Precisely because the creators of last year’s constitutional amendment thought that the AKP was invincible at the polls and that Turkey’s diverse opposition was fundamentally incapable of achieving any internal harmony, then, an opposition parliament under an Erdoğan presidency is a real likelihood. The new system makes little provision for such a cohabitation, and an aggressive opposition could effectively cripple much of Erdoğan’s policymaking. Indeed, if the AKP were to lose its parliamentary majority in the first round of elections, Erdoğan would be entering the presidential run-off election with his aura of invincibility and traditional mastery over Turkish politics severely weakened.
Winning Votes, Fairly
To gain the upper hand, both sides will have to come up with more concrete policy proposals to remedy an ailing economy, prove their willingness to diffuse the country’s suffocating political polarization, and stir the hearts and minds of an increasingly young and well-educated electorate, 1.5 million of whom will vote for the first time in June.
Opposition parties are just starting to roll out their election programs. These programs, in particular, must convince the electorate that their vision is one that goes beyond unseating Erdoğan: It remains unclear, for example, how a politically and legally cumbersome return to the parliamentary system, which all opposition candidates promise, would be achieved. On the question of the economy, İnce in particular is making waves with talk of moving emphasis from an increasingly unwieldy construction sector to boosting high-tech industrial production, and Akşener with a thoughtful critique of youth unemployment.
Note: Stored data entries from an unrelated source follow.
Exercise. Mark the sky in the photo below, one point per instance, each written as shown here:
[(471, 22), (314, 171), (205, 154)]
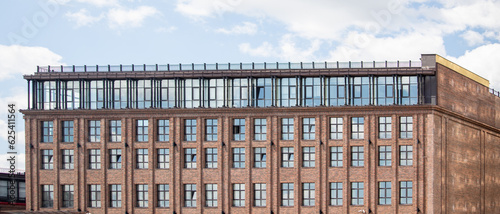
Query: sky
[(102, 32)]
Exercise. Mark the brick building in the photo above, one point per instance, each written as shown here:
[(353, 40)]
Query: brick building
[(379, 137)]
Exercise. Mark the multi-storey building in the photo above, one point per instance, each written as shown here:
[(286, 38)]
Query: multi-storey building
[(372, 137)]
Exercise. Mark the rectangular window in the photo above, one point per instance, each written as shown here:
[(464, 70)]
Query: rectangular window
[(239, 129), (336, 194), (259, 157), (287, 129), (336, 128), (163, 158), (308, 128), (259, 196), (190, 158), (211, 195), (385, 127), (211, 129), (190, 130), (163, 130), (47, 131), (238, 195), (357, 156), (94, 195), (115, 130), (336, 156), (287, 195), (308, 156), (357, 193), (406, 127), (163, 195), (115, 195), (67, 159), (47, 195), (94, 159), (238, 157), (115, 158), (357, 128), (68, 195), (308, 194), (142, 195), (142, 130), (142, 158), (47, 159), (94, 131), (384, 155), (211, 158), (67, 131), (190, 195), (405, 192), (287, 157), (384, 193), (405, 155)]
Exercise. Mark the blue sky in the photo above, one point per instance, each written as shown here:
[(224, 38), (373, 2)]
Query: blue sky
[(102, 32)]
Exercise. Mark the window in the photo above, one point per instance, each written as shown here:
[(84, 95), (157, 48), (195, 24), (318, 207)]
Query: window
[(67, 159), (47, 159), (308, 193), (163, 158), (239, 129), (163, 195), (142, 130), (142, 195), (405, 155), (357, 156), (308, 156), (190, 130), (211, 158), (47, 195), (238, 157), (67, 131), (336, 194), (190, 158), (115, 130), (336, 128), (384, 127), (115, 195), (68, 195), (94, 131), (308, 128), (336, 156), (211, 195), (163, 130), (384, 193), (115, 158), (211, 129), (94, 159), (405, 192), (190, 195), (357, 193), (287, 129), (259, 157), (47, 131), (358, 128), (94, 195), (238, 195), (142, 158), (259, 196), (287, 157), (287, 195), (406, 127), (260, 129)]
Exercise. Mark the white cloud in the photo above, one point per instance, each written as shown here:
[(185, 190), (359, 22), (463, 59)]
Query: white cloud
[(245, 28), (121, 17)]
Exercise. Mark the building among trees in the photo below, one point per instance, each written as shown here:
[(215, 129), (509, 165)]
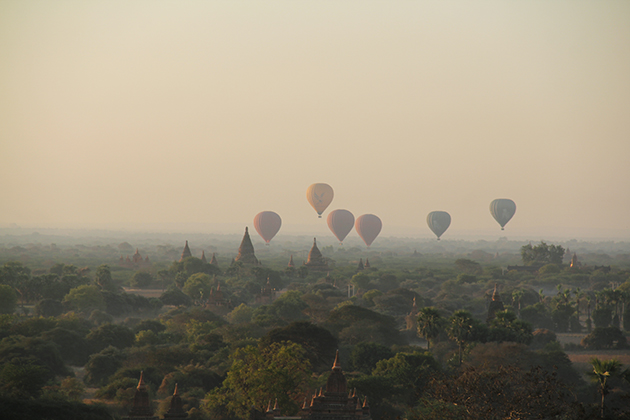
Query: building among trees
[(316, 260)]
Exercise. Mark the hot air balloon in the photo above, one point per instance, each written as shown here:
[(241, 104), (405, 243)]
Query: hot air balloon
[(340, 222), (368, 227), (267, 224), (438, 222), (502, 210), (319, 196)]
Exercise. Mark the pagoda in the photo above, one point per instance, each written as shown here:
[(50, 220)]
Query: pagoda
[(316, 261), (335, 403), (495, 306), (177, 408), (412, 318), (185, 253), (246, 251), (141, 409)]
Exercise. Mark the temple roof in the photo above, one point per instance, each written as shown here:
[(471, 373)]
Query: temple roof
[(246, 250), (315, 257), (186, 252)]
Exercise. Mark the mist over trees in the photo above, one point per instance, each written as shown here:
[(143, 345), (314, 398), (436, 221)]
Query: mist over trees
[(84, 319)]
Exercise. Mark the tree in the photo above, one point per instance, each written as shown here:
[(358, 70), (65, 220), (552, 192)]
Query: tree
[(48, 307), (603, 370), (430, 324), (111, 335), (506, 327), (198, 286), (365, 356), (102, 365), (462, 329), (258, 376), (507, 392), (605, 338), (23, 378), (319, 344), (174, 296), (8, 299), (542, 254), (85, 298), (468, 266), (241, 314), (141, 279), (103, 278)]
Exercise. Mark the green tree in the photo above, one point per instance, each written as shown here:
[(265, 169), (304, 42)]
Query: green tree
[(603, 370), (241, 314), (198, 286), (258, 376), (430, 324), (542, 254), (365, 356), (102, 365), (141, 279), (460, 329), (468, 266), (318, 343), (8, 299), (85, 298), (48, 307), (23, 378), (110, 335), (103, 278)]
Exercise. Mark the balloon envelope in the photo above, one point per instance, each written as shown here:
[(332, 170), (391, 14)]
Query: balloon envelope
[(502, 210), (340, 222), (438, 222), (368, 227), (320, 197), (267, 224)]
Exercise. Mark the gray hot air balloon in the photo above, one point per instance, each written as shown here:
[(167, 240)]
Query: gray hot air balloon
[(438, 222), (502, 210)]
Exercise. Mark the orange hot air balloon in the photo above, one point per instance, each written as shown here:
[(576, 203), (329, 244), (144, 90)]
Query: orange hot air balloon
[(340, 222), (267, 224), (320, 197), (368, 227)]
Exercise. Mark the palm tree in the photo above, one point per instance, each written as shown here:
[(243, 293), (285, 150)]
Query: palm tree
[(460, 329), (517, 295), (430, 324), (602, 371)]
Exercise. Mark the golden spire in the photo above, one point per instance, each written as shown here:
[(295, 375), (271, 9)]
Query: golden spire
[(141, 381), (336, 365)]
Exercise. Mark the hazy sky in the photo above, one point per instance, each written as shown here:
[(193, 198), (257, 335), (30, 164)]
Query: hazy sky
[(116, 113)]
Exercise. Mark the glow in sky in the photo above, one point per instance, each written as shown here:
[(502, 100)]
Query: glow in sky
[(114, 113)]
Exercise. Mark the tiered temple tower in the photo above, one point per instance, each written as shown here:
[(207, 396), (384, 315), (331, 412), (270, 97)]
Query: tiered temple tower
[(185, 253), (246, 250), (177, 410), (141, 409), (335, 403), (495, 306), (316, 261)]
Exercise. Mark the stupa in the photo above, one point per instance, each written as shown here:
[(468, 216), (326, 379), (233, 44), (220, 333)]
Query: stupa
[(246, 251)]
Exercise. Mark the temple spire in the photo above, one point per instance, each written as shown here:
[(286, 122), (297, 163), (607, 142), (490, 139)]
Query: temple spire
[(246, 250), (336, 364), (186, 252)]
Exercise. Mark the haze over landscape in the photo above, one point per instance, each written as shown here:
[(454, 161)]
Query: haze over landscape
[(194, 117)]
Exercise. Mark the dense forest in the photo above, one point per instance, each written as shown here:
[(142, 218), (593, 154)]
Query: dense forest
[(81, 319)]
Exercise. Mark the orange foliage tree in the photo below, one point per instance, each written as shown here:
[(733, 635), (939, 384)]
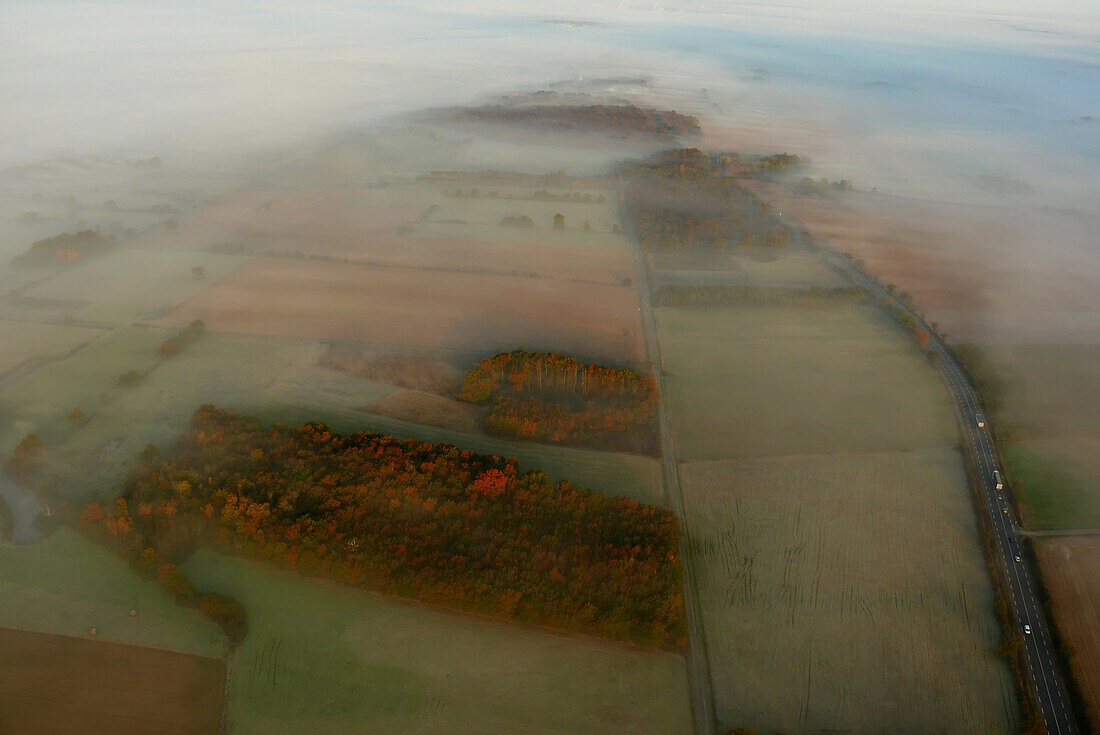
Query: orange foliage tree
[(410, 518)]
But a thorough and convincing roadmap for much-needed macroeconomic reform has not been forthcoming from either Erdoğan or his opponents. On foreign policy, İnce is unequivocally advocating improved relations with trans-Atlantic allies and the EU. Akşener, while stressing the need for a strong European-Turkish partnership, is critical of the EU for driving Turkey’s membership talks into a dead end, and not surprisingly emphasizes the importance of relations with the Turkic and Muslim world.
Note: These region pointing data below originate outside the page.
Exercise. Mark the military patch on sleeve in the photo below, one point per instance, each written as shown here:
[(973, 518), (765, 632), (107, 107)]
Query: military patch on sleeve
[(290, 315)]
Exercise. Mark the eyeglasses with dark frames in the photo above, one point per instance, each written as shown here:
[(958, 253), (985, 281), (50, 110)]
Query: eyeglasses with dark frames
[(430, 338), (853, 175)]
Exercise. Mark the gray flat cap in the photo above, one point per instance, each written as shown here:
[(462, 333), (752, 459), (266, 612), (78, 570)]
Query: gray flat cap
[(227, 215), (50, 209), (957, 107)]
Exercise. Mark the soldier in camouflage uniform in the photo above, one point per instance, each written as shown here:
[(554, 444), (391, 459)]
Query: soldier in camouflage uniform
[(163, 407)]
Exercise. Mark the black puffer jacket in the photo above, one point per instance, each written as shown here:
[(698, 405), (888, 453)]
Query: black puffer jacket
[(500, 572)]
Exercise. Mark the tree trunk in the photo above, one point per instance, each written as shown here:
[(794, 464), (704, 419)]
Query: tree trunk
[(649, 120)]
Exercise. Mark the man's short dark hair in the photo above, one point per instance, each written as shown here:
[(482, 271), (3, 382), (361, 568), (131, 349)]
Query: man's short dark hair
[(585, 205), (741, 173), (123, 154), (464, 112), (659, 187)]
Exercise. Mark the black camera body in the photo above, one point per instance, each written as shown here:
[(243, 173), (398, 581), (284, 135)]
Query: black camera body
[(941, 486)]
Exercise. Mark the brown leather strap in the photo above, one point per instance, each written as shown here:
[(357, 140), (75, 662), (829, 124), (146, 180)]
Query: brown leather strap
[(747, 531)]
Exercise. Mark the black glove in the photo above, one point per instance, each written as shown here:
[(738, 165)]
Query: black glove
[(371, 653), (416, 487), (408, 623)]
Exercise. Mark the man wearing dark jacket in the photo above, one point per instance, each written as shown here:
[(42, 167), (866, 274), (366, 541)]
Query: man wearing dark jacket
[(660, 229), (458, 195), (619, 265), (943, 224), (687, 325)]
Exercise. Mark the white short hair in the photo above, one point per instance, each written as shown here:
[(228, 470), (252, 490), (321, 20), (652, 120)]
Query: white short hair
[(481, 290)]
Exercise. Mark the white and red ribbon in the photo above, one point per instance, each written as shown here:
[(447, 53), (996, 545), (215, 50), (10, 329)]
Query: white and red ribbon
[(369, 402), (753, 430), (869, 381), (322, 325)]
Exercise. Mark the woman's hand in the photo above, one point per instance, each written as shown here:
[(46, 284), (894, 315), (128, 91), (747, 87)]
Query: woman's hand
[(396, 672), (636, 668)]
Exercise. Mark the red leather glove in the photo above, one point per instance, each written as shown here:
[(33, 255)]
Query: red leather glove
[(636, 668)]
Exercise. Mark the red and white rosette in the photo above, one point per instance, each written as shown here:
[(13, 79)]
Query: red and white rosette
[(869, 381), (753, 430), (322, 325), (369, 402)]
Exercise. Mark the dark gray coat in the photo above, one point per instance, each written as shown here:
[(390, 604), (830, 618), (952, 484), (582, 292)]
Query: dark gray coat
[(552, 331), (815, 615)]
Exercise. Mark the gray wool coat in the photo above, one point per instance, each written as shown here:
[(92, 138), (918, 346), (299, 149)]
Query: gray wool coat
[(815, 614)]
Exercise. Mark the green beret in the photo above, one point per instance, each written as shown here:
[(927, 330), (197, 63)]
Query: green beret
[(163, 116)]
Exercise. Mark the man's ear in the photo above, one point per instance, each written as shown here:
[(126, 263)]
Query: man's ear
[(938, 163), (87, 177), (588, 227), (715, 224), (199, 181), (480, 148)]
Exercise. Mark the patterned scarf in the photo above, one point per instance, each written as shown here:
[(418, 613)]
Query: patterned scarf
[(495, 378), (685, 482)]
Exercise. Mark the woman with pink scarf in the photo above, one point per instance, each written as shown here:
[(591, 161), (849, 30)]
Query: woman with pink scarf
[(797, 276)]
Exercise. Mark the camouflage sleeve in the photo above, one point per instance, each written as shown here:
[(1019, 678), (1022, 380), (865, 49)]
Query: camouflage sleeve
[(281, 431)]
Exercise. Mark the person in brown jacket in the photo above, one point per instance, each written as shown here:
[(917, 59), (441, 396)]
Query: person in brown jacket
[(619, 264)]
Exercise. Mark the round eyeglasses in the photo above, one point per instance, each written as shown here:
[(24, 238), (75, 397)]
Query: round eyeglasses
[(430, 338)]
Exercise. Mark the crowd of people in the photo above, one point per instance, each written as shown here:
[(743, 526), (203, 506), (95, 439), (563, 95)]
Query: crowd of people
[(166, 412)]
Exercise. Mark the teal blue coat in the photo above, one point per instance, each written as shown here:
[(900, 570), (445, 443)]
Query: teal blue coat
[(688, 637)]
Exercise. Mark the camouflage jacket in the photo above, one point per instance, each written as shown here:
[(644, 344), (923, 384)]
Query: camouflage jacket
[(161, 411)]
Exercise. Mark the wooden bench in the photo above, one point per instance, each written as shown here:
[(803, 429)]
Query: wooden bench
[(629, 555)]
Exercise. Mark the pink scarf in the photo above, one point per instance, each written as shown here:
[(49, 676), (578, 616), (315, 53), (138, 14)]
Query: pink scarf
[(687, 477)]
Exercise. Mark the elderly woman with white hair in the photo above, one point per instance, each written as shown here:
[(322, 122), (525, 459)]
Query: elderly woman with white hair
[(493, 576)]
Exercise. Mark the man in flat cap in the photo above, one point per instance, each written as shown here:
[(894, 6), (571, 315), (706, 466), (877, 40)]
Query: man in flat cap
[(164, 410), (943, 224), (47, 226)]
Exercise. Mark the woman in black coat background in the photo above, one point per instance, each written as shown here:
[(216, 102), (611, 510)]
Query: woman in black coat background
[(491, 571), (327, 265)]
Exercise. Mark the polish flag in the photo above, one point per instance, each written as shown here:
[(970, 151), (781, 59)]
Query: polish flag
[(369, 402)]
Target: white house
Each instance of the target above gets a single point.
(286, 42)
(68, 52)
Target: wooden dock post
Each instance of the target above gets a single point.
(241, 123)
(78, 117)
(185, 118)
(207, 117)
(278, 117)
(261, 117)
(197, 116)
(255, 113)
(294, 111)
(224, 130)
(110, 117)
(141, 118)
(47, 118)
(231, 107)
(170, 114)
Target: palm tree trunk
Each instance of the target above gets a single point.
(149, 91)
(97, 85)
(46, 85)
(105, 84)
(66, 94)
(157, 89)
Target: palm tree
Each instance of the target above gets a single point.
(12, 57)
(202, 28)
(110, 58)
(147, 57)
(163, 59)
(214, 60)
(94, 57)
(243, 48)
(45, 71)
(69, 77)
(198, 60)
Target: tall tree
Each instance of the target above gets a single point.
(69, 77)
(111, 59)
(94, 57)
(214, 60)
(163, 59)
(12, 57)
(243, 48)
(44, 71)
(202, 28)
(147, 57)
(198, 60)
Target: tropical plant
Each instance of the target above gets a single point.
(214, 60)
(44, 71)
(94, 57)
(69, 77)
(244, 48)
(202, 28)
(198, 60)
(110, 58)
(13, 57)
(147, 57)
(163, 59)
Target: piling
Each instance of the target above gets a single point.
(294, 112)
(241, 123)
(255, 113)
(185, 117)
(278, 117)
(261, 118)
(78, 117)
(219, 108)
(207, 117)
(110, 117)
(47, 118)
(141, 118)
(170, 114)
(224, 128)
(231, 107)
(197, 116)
But perhaps most critically, all parties—government and opposition alike—should ensure that controversial new election laws should be applied conscientiously, and that the June 24 elections are free and fair without the slightest shadow of a doubt. Any domestic and international perception that the elections have been tampered with would only aggravate Turkey’s mounting social and economic woes. If the worst fears of some commentators are confirmed and incidents of coercion and violence sully the elections or their aftermath, Turkey’s already heated political scene could be brought to the brink.
To go back to the question we pose in the title: Yes, both Erdoğan and his challengers do have a real chance at victory in what may become Turkey’s most contested electoral race in recent history, and the AKP’s own mistakes should show that there is little to be gained by looking at Turkish politics dismissively.